Is French football racist? The front page of Friday’s Libération newspaper asked the question that has tormented the whole country this week. French football is in crisis after revelations that the sport’s managing officials have considered unofficial–and illegal–quotas to limit the number of young black and Arab hopefuls in French training academies. Secret recordings published by the investigative website Mediapart revealed that Laurent Blanc, France’s respected team manager, appeared to concur with measures to bar non-white players with dual nationality, who could go on to play for other countries after having been trained with French public funds.
The controversy comes at a sensitive time in France, when questions of race and nationality are in the spotlight as the extreme right and anti-immigration National Front appears to be making big electoral gains. President Nicolas Sarkozy has deliberately taken his party further to the right in a bid to stem defections to the National Front ahead of a presidential election next spring.
The revelations have increased unease over these tactics. The scandal proved that “the arguments of the National Front have ended up invading all spheres of public debate and today are taking over French football”, said François Asensi, parliamentarian from the largely immigrant Parisian suburb of Seine Saint Denis.
Blanc, who was a member of the multi-ethnic team that brought home the World Cup in 1998, is heard making controversial comments on the tape about the choice of players.
“You have the impression that we only produce one kind of player: big, strong and fast. . . . Who are the big strong and fast players? The blacks,” he is heard saying.
In the recording, Blanc insists he is not racist and the discussion appears to have begun with a debate on the skills of power versus technique in France’s team. But his comments appear to reinforce racial stereotypes by suggesting black players are limited to power and speed. “The Spanish tell me, “we don’t have this problem. We don’t have any blacks”, Blanc says on the tape.
The controversy has shattered one of the most powerful myths of modern sporting history. When France won the 1998 World Cup, the team was hailed as a powerful symbol of successful integration, bringing together “white black and Arab”. The casual comments by a well-liked manager, and the suggestion by France’s sporting officials that non-white players pose a problem, reveal that this was only ever a myth, says Patrick Mignon, sociologist with Insep, a sports institute.
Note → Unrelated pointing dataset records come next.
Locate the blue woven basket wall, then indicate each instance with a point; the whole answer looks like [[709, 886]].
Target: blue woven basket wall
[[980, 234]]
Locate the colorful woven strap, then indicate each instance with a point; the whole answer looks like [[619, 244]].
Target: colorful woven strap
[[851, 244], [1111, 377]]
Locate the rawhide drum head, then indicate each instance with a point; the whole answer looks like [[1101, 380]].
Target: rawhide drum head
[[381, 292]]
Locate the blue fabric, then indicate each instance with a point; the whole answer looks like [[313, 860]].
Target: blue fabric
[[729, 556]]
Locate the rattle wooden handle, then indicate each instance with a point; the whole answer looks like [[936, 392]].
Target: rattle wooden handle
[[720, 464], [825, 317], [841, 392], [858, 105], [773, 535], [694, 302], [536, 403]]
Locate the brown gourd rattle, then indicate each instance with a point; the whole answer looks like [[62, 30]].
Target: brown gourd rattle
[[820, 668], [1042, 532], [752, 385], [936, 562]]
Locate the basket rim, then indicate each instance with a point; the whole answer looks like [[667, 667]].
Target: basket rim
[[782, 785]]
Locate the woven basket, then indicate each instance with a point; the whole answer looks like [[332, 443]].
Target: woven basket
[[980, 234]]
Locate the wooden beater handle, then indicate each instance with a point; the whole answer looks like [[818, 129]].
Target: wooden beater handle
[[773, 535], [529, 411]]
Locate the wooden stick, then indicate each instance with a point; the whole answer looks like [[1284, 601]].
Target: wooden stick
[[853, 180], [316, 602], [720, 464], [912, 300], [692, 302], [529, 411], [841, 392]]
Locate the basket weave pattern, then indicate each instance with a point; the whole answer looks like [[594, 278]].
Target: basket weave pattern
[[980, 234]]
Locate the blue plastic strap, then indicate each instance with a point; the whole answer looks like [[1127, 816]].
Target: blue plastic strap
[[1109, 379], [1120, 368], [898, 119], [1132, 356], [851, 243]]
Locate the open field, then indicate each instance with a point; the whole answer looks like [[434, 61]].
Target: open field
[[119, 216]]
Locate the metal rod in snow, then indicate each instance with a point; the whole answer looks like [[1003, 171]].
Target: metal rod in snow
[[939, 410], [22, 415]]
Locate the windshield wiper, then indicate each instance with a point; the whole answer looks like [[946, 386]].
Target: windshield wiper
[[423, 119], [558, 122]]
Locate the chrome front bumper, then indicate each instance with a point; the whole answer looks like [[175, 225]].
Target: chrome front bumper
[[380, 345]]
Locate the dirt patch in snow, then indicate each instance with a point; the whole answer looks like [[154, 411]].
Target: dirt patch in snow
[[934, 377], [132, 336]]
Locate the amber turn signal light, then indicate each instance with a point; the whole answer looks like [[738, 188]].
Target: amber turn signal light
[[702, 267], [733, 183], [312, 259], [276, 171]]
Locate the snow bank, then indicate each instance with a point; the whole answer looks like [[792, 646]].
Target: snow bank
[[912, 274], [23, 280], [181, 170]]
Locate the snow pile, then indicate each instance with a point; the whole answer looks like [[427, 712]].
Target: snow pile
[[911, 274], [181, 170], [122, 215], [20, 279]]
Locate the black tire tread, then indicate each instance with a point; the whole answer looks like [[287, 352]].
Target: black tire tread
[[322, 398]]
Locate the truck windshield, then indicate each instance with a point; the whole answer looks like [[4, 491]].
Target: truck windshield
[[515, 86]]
“Football became a mascot that allowed us to speak of society’s problems through the success or failure of the team,” he says. This week those same team members who symbolised social integration have broken the sport’s unspoken code to openly criticise the federation and denounce nascent racism.
Guadeloupe-born Lilian Thuram, Blanc’s team-mate in 1998, has called for sanctions.
The government has launched an investigation, alongside an inquiry by the French football federation, which is due to report next week. But few believe Blanc will be sacked, unless there are more revelations. Though at first he denied the comments, Blanc apologised after the tapes were published. Chantal Jouanno, sports minister, has defended him, though she said he might have made inappropriate comments. Blanc is well-liked, and even Thuram has said he does not believe him to be a racist.